Where gel electrophoresis is used, 200-300 ml gels of 1.8% SeaKem^® agarose (FMC BioProducts,

Rockland, Maine) will be poured and then

electrophoresed for approximately 2-7 hours (100V, 130mA) in TAE buffer. Following electrophoresis, individual bands will generally be visualized by ethidium bromide staining (approximately 30 minutes) followed by a destaining wash in water.

Selected primers used in practice of the present invention are listed in Table 5. In addition to providing the sequence and origin of each primer, Table 5 provides reference numbers used to identify the particular primers. For example, primer 127 is derived from the λgt11 β-galactosidase gene near the EcoRI site. T.V. Huynh et al. describe a lambda vector λgt11 [In: DNA Cloning: A practical approach, IRL Press, 1:49 (1985)], which carries a portion of the E. coli β-galactosidase gene, including the upstream elements. There is, within the carboxy-a

terminal coding region of E. coli β-galactosidase gene, a single EcoRI site into which foreign

DNA can be inserted. The λgt series of insertion vectors was designed to express cDNA as

β-galactosidase fusion protein; DNA fragments (up to 7.2 kb) are cloned into the unique EcoRI site located in lacZ, allowing expression of a fusion protein if the cloned sequence is properly in-frame.

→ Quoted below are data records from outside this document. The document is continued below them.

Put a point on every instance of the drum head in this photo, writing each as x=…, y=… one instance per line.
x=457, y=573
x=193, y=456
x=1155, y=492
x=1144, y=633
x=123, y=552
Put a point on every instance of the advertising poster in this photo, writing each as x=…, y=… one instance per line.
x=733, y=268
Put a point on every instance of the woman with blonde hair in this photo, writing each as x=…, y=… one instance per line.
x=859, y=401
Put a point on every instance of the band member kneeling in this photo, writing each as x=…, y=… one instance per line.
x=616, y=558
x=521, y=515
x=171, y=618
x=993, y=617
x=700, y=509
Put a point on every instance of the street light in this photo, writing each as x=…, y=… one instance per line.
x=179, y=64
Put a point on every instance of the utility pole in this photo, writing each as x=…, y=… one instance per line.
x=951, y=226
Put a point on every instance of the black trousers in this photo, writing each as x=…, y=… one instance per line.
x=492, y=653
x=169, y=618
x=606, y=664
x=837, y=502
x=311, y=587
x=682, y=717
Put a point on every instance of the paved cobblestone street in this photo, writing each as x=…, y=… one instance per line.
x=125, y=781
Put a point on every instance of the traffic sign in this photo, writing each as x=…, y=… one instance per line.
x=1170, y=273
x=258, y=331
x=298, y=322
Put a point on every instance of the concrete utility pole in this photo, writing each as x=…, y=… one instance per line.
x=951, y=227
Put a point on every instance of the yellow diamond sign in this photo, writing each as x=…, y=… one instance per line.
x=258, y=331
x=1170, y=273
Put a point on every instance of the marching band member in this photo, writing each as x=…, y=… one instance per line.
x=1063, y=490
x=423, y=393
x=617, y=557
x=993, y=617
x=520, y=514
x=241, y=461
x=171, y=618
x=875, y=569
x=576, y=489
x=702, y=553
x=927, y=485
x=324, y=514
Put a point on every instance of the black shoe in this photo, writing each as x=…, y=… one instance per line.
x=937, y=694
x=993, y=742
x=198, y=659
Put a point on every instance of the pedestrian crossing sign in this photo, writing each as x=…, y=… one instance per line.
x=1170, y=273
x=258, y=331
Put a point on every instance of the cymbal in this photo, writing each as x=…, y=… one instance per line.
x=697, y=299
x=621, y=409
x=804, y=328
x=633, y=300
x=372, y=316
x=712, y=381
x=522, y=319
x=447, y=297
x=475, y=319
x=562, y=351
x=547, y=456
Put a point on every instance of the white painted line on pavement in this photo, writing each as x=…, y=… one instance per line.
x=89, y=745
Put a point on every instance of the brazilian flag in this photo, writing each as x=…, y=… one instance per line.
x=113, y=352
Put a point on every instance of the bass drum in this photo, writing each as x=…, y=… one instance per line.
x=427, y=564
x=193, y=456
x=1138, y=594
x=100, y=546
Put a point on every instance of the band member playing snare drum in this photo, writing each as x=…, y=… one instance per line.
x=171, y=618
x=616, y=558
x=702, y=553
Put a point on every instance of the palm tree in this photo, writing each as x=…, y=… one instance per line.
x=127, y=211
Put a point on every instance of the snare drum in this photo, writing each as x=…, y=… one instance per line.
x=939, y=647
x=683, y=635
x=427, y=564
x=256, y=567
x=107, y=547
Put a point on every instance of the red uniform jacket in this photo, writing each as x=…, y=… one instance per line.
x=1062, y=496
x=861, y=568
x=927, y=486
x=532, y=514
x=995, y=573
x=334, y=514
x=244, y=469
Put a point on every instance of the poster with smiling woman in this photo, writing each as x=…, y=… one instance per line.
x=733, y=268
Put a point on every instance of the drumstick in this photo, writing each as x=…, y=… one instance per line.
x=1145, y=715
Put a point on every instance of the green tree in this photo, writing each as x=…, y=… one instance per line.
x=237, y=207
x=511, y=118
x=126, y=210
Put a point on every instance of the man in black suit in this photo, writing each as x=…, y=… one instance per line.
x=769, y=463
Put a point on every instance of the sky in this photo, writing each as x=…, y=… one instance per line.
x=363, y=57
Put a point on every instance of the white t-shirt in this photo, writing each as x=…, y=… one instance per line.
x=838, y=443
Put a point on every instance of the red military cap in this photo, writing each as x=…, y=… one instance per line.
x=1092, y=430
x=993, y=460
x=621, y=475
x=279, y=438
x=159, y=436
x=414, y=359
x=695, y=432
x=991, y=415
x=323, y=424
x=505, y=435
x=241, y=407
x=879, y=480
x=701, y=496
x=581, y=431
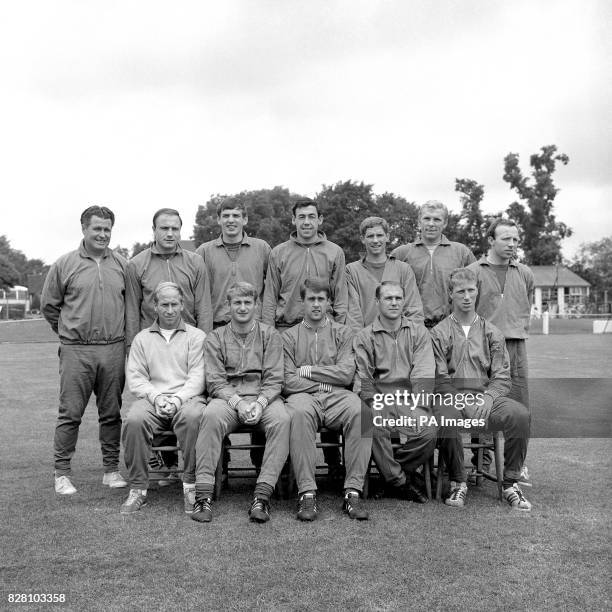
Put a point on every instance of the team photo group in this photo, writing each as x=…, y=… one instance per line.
x=282, y=342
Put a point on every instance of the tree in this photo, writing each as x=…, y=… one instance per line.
x=269, y=212
x=346, y=204
x=541, y=233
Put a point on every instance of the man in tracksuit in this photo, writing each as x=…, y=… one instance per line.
x=505, y=292
x=165, y=372
x=473, y=367
x=83, y=301
x=364, y=275
x=432, y=258
x=319, y=370
x=307, y=254
x=394, y=356
x=244, y=376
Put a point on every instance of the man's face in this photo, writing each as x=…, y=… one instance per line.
x=242, y=309
x=231, y=221
x=306, y=221
x=505, y=243
x=96, y=236
x=391, y=302
x=169, y=308
x=167, y=233
x=315, y=306
x=432, y=223
x=463, y=297
x=375, y=240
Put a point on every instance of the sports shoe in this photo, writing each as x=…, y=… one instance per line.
x=354, y=506
x=202, y=510
x=63, y=486
x=514, y=496
x=259, y=512
x=458, y=495
x=189, y=499
x=135, y=501
x=114, y=480
x=307, y=507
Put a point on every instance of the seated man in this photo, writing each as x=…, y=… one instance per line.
x=244, y=361
x=166, y=372
x=395, y=360
x=319, y=369
x=471, y=356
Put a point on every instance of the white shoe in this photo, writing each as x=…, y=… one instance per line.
x=63, y=486
x=114, y=480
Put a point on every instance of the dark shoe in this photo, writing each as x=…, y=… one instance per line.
x=307, y=507
x=259, y=512
x=202, y=510
x=354, y=506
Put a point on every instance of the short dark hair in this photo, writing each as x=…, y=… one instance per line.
x=167, y=211
x=316, y=284
x=496, y=223
x=303, y=203
x=97, y=211
x=231, y=202
x=241, y=289
x=388, y=284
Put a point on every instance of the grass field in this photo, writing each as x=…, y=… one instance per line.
x=432, y=557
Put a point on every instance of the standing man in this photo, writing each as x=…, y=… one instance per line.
x=165, y=372
x=244, y=361
x=433, y=257
x=505, y=293
x=165, y=260
x=319, y=370
x=233, y=257
x=471, y=357
x=394, y=356
x=376, y=266
x=83, y=301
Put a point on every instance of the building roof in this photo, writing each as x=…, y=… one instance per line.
x=557, y=276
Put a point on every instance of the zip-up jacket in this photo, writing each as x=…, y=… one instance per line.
x=249, y=367
x=250, y=266
x=479, y=362
x=83, y=300
x=291, y=263
x=507, y=307
x=328, y=351
x=388, y=362
x=432, y=272
x=362, y=287
x=148, y=269
x=156, y=366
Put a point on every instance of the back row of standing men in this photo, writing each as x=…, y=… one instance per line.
x=83, y=298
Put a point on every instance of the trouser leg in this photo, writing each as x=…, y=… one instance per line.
x=218, y=420
x=186, y=425
x=108, y=388
x=77, y=368
x=140, y=426
x=276, y=423
x=305, y=412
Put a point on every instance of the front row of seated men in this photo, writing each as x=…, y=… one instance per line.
x=313, y=364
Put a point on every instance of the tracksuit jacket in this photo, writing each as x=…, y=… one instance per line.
x=362, y=287
x=251, y=367
x=507, y=307
x=432, y=272
x=148, y=269
x=250, y=266
x=83, y=300
x=477, y=363
x=290, y=264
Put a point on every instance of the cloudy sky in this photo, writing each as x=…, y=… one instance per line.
x=144, y=104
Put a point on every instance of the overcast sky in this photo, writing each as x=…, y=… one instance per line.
x=144, y=104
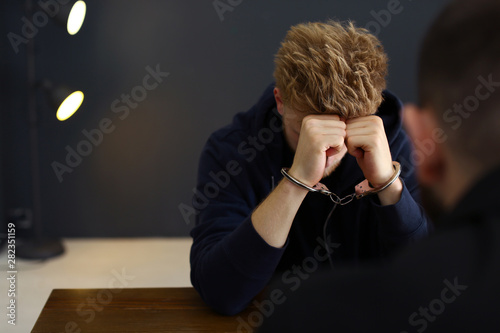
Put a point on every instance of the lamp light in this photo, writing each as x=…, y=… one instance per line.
x=70, y=15
x=76, y=17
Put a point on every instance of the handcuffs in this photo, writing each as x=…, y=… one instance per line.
x=361, y=190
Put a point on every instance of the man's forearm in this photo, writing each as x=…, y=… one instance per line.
x=274, y=216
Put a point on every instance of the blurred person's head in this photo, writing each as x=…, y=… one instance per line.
x=456, y=126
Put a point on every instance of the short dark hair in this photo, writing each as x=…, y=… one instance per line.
x=460, y=53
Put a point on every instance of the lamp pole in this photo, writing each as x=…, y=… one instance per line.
x=36, y=247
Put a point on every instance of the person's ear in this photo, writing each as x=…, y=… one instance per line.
x=279, y=101
x=427, y=138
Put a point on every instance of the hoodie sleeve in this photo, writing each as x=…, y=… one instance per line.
x=230, y=262
x=404, y=222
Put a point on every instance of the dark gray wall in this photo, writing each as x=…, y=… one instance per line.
x=136, y=176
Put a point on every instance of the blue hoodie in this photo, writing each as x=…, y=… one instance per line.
x=240, y=165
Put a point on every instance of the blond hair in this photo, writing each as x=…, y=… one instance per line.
x=331, y=68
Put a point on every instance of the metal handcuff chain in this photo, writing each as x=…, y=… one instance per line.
x=361, y=190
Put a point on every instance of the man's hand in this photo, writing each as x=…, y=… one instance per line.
x=320, y=149
x=366, y=140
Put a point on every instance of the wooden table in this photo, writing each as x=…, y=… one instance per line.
x=135, y=310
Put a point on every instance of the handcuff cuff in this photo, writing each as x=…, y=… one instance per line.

Routinely, the primers (see Table 5) will be synthesized, for example on a CYCLONE™ DNA

Synthesizer (BIOSEARCH, Inc., San Rafael, CA). This instrument automates solid phase, phosphoramidite synthesis of DNA fragments on derivatized controlled pore glass supports. EXAMPLE 1

In this example, the multiple band pattern generated by SPAR is investigated with different sources of genomic nucleic acid. Two different primers are used (226 and 216) separately in each amplification with each nucleic acid source. Primer 226 (see Table 5) has been fully described above. Primer 216, a 16-mer, was synthesized having the repeating unit -GACA- (see Table 5).

Genomic DNA was extracted from eight individual chickens and used to provide nucleic acid samples in SPAR. The amplified products were evaluated by electrophoresis. Figure 4 is a photograph of the ethidium bromide stained gel. Lane 1 contains molecular weight markers. Lanes 2-9 show that the amplification products for the individual chicken nucleic acid samples using primer 216 comprise a multi-band pattern in every case. While a number of prominent bands are seen to be shared, primer 216 also produces amplification product bands associated with only a few of the individual chickens (arrows), indicating polymorphisms. Lane 10 is a control lane (no nucleic acid sample). Lanes 11-17 show that the amplification products for the nucleic acid samples using primer 226 also comprise a multiband pattern in every case. Again, certain prominent bands found in each pattern, while other bands are associated only with particular individuals (arrows), indicating polymorphisms.

EXAMPLE 2

In this example, multiple band patterns

generated by SPAR are produced with different sources of genomic nucleic acid. Primer 89, a 16-mer (see Table 5), was used in each amplification with each nucleic acid source.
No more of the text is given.